It all started at the funeral home. A few other of my misadventures have begun there, too.
For Southerners, though those born outside of the region often fail to understand, the funeral home is normally a gathering place where friendship, stories and even laughter is exchanged.
When Mama was feeling blue, nothing did her better than a trip to the funeral. She'd dress up, put her lipstick on and prance in where she would solemnly and respectfully offer her condolences to the aggrieved then plop down in a comfortable chair where she then held court. Many approached to pay homage and were rewarded with a coquettish smile and a hug. For the most beloved, she'd take their hand, squeeze it then delicately lift it to her lips for a quick kiss. She was, undeniably, a charmer.
If someone said, as often they did, "You are beautiful," Mama would laugh delightedly then call out, "Ronda, listen to what she just told me." Then Mama would bat her lashes and said to the flatterer, "Tell Ronda what you just said to me."
When the compliment was repeated, I would then, of course, roll my eyes theatrically, and shake my head. Mama would end her perfect performance with a sweet sigh and pitiful eyes begging to be understood. "See there," she'd say to her admirer. "She don't think she has a pretty mama."
To be honest, trips to the funeral home haven't been near as entertaining since Mama died, but occasionally something worth telling happens. Like that day a couple of years ago. I was dressing to go to the funeral home when I glanced up at the triple mirror in my bathroom. It wasn't the prettiest of sights. I hadn't gained weight but I was mushy looking with flabby arms and soft folds around my back and waist. For the previous three years, I had been fairly regular with cardio workouts, but muscle training had been all but discarded.
I pinched the flesh on my side and mumbled, "I have got to get back to working out."

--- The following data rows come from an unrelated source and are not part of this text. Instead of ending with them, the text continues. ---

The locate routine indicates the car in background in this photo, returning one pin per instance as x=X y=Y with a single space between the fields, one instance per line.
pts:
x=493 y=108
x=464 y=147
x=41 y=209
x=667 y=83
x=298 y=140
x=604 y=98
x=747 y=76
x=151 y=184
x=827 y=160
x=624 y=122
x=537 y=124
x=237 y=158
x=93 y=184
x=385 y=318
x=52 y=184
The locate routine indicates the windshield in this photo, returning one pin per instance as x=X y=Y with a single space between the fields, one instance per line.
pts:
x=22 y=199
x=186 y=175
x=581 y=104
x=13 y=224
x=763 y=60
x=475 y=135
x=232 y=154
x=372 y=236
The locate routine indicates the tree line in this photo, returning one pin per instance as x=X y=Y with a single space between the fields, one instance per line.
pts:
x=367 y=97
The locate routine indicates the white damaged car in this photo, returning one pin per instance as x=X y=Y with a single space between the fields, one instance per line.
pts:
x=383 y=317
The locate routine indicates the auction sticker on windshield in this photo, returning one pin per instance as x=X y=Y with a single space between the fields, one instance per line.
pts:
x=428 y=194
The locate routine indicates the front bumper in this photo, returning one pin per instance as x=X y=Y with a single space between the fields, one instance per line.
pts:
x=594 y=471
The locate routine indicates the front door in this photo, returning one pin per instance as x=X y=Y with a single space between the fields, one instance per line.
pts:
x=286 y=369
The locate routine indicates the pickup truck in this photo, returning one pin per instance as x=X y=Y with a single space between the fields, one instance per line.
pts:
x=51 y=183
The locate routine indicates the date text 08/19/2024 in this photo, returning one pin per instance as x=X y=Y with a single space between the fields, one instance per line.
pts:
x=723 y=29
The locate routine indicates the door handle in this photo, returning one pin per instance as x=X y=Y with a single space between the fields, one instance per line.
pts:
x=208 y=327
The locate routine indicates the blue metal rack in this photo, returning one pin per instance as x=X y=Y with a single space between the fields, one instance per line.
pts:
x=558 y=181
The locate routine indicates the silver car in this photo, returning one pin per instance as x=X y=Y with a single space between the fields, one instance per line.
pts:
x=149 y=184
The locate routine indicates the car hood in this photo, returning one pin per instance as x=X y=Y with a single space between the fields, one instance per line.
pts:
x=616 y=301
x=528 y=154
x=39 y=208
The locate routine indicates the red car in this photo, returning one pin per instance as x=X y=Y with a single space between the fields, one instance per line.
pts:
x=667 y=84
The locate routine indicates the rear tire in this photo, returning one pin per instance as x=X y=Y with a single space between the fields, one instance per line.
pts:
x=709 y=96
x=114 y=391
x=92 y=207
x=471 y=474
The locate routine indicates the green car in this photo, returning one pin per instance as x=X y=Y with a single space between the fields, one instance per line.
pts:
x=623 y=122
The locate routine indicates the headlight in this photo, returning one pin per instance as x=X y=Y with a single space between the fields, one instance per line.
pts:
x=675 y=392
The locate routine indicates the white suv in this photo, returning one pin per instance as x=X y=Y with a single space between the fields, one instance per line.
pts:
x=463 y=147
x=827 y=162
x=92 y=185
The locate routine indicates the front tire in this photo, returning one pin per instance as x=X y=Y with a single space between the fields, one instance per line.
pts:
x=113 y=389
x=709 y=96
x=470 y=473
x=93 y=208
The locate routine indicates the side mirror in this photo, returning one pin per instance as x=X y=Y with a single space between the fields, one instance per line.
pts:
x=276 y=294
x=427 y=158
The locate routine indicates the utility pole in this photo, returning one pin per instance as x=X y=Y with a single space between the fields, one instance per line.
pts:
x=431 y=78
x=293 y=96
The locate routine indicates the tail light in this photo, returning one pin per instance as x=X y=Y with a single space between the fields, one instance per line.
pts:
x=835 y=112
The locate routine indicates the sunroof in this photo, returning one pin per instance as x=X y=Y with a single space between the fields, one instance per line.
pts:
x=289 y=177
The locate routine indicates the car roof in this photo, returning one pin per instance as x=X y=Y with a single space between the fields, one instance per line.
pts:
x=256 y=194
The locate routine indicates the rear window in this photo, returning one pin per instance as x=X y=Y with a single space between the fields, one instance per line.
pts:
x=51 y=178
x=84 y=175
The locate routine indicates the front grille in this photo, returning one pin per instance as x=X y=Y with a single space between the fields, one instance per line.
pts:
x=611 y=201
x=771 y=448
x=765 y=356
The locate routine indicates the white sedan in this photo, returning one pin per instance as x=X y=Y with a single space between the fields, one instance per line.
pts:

Now, it has been my experience that the good Lord usually takes more time to answer despair than I normally like. But that day, he sent an answer within an hour. As I was leaving the funeral home, I ran into my sister who was talking to a handsome, incredibly muscled man. She introduced me to Greg Cochran.
"What are you doing since you retired from the sheriff's department?" she asked.
"I'm a trainer." Judging by how he looked, I figured he was probably pretty good at workouts.
Before my common sense could stop my mouth, I spoke up. "Give me a card. I'm looking for a trainer."
And so it began. Oh, it wasn't pretty at first. I had practically no muscle tone and no strength. The only part of my body with any definition were my calves, which were well-shaped thanks to my beloved high heels. Greg relentlessly pushed me through and within a month, I had shown such improvement (I worked out with weights for 12 years before I stopped and since muscle has memory, it bounced back quickly) that six of my friends signed up for training with Greg. He was sweet but tough and the hard work paid off.
When Greg moved to another gym and I chose to stay put, I had to find another trainer. Enter my niece, Nicole, who is not a certified trainer but rather a licensed physical therapist. She knows just how far she can push a muscle. She has no mercy.
I'm in the best shape of my life. I am not intimidated by swimsuits or sleeveless tops which makes all the hard work and misery worth it.
It also goes to show that funeral homes aren't always just about endings. Sometimes, a new beginning can be found there, too.